8) What’s the future like for DocSend? Any cool features that one should look out for?

I think we’re just going to continue to make our software more useful for people and make it more applicable to different use cases. I’d hope that the person who uses DocSend for fundraising would turn around and give it to their sales team to use. They then give it to the HR team for getting signatures done. They might use it as well as a board portal, or an investor relations portal so they can securely share all their investor updates. So we just hope people will discover using DocSend and more and more situations for using it, which makes it stickier,” Mr Russ Heddleston replied.

9) What are your favorite SaaS products out there? 

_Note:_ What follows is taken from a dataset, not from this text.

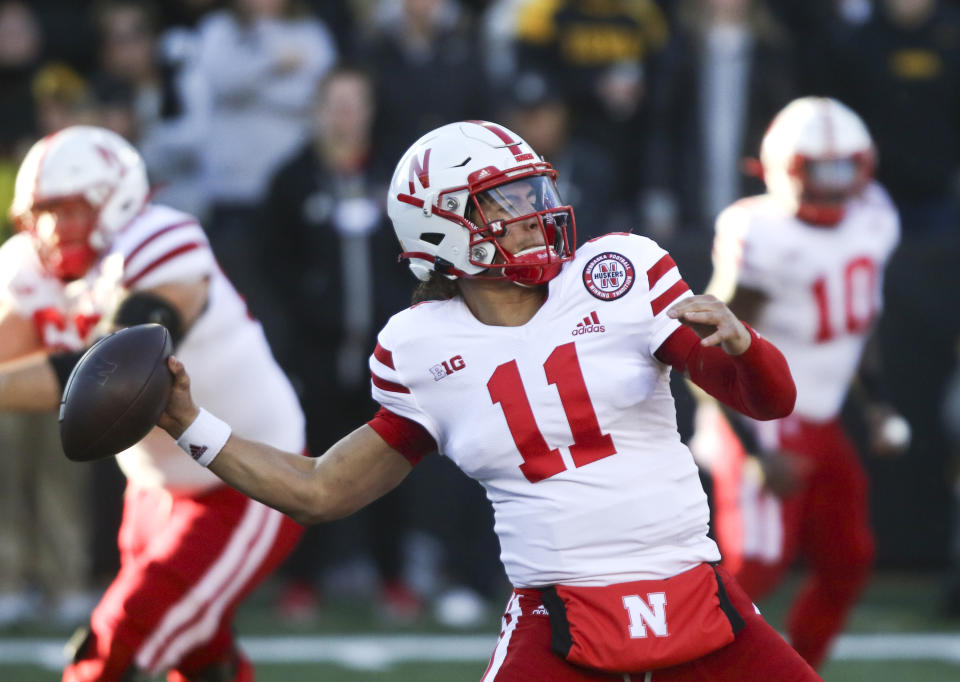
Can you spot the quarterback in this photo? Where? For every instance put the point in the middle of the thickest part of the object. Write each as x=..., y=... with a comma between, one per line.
x=542, y=371
x=804, y=264
x=93, y=254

He said that “I love Calendly. I think they’ve done a really good job of executing. Then there are Slack and Zoom, which are quite hot right now. I really admire Lucidchart as a company and how they built that. I think MailChimp has also done just a phenomenal job with executing on its strategy. Adobe has done an amazing job pivoting to be a SaaS company. I mean, they’re obviously much bigger, and it gets even more impressive that they’ve been able to turn it like that. I think PagerDuty is a fantastic company as well. How they’ve been able to create a category that wasn’t there and have done a really excellent job of bundling too.